There were a hundred questions Kit wanted to ask, but instead she looked up and noticed with surprise one thing on the shelf. “This coral!” she exclaimed. “How did it get here?”
A small secret smile lit up the wrinkled face. “I have a sailor friend,” Hannah said. “When he comes back from a voyage, he brings me a present.”
Kit almost laughed. A romance! She imagined him, this white-haired sailor friend, coming here with his small presents from some distant shores. “Maybe this came from my home,” Kit said. “I come from Barbados, you know.”
“From Barbados!” cried the woman. “You do look different somehow. What is it like?”
“It’s so beautiful with flowers every day of the year. You can always smell them in the air.”
“You have been homesick,” said Hannah softly.
“Yes,” agreed Kit. “I guess I have. But most of all, I miss my late grandfather so much.”
“That is the hardest,” nodded the woman. “What was your grandfather like, child?”
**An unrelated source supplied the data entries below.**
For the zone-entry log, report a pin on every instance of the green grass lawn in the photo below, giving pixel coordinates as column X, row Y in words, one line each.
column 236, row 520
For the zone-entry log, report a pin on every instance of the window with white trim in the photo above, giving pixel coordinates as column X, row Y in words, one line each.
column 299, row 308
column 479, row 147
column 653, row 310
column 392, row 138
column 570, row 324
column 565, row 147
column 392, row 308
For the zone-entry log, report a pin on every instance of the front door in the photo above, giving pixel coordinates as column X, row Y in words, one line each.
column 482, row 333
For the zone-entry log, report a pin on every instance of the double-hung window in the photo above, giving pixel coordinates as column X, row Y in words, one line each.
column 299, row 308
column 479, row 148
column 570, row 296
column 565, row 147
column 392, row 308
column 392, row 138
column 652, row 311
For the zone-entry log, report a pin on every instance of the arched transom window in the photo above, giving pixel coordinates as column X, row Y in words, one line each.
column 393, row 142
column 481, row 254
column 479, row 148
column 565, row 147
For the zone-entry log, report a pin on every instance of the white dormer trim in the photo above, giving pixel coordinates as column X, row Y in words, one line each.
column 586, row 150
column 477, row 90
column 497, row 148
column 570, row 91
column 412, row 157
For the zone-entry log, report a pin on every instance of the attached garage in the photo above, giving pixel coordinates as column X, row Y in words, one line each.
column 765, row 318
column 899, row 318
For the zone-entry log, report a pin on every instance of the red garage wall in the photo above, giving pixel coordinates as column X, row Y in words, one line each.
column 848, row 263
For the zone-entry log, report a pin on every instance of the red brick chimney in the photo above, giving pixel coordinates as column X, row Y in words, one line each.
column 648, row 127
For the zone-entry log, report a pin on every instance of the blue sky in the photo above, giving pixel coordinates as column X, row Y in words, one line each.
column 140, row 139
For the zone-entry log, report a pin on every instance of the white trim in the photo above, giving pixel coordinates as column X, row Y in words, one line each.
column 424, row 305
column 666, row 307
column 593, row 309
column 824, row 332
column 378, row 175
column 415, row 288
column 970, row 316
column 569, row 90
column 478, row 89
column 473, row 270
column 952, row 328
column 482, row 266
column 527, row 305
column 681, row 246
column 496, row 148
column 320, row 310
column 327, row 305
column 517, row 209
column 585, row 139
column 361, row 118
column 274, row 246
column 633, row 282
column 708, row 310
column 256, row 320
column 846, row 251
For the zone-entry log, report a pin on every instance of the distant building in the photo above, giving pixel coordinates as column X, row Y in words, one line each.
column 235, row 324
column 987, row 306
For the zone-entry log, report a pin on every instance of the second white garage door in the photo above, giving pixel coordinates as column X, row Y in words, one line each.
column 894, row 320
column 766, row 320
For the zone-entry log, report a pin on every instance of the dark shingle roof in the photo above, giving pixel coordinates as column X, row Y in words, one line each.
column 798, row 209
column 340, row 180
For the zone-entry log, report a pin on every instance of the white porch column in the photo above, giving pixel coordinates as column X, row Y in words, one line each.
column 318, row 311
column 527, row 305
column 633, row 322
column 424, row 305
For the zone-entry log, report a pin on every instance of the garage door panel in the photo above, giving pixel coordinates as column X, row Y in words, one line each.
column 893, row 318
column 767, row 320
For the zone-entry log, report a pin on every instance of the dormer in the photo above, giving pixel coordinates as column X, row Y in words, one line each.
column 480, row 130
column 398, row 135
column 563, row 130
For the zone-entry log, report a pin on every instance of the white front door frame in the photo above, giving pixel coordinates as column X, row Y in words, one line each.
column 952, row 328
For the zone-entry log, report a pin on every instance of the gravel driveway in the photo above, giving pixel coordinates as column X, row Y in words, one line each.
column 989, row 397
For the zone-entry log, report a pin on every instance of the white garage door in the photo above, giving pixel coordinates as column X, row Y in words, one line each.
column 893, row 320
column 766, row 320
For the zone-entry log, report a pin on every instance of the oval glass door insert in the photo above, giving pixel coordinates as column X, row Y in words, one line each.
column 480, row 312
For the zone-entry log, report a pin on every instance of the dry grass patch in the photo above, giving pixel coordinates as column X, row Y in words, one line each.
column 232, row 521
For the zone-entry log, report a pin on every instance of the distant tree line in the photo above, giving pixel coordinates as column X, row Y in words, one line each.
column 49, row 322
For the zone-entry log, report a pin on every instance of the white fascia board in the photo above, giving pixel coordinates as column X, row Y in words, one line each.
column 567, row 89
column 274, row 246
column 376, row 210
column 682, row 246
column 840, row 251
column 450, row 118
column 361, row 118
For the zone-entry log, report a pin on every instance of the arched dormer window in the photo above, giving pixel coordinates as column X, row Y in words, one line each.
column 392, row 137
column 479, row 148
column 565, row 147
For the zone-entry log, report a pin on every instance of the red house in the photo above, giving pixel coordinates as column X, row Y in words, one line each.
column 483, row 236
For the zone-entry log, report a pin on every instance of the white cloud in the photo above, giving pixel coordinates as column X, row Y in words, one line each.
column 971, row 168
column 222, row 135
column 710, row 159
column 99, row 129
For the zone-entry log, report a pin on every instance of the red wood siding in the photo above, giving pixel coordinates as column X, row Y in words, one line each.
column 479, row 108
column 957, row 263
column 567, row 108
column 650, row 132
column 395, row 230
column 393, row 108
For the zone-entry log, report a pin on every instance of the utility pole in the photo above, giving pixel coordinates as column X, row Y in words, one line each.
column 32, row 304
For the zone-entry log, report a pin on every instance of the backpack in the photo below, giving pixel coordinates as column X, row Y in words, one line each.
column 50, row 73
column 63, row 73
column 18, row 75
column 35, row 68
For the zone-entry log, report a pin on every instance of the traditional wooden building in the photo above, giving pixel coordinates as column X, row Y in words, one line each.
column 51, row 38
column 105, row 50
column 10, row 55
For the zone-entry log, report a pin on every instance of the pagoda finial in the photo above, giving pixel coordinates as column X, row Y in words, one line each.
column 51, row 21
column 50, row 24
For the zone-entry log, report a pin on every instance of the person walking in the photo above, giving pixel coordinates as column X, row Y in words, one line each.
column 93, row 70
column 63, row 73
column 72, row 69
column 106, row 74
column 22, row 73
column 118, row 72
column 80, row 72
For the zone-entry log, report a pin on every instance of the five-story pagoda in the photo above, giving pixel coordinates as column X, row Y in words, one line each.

Tears filled Kit’s eyes. No one, since she had come to America, had ever really wanted to hear about her grandfather. She told the old woman about the happy days on the island, the plantation, the long walks together, the swimming, the library and the books. Then she described her voyage to Connecticut and all the confusion of the past weeks. “I hate it here,” Kit said. “I don’t belong. Mercy is wonderful, and Judith tries to be friendly, but I’m just a trouble to them all. Uncle Matthew hates me. Everything I do or say is wrong!”
“That’s why you’ve come to the meadow,” said Hannah. “What went so wrong this morning?”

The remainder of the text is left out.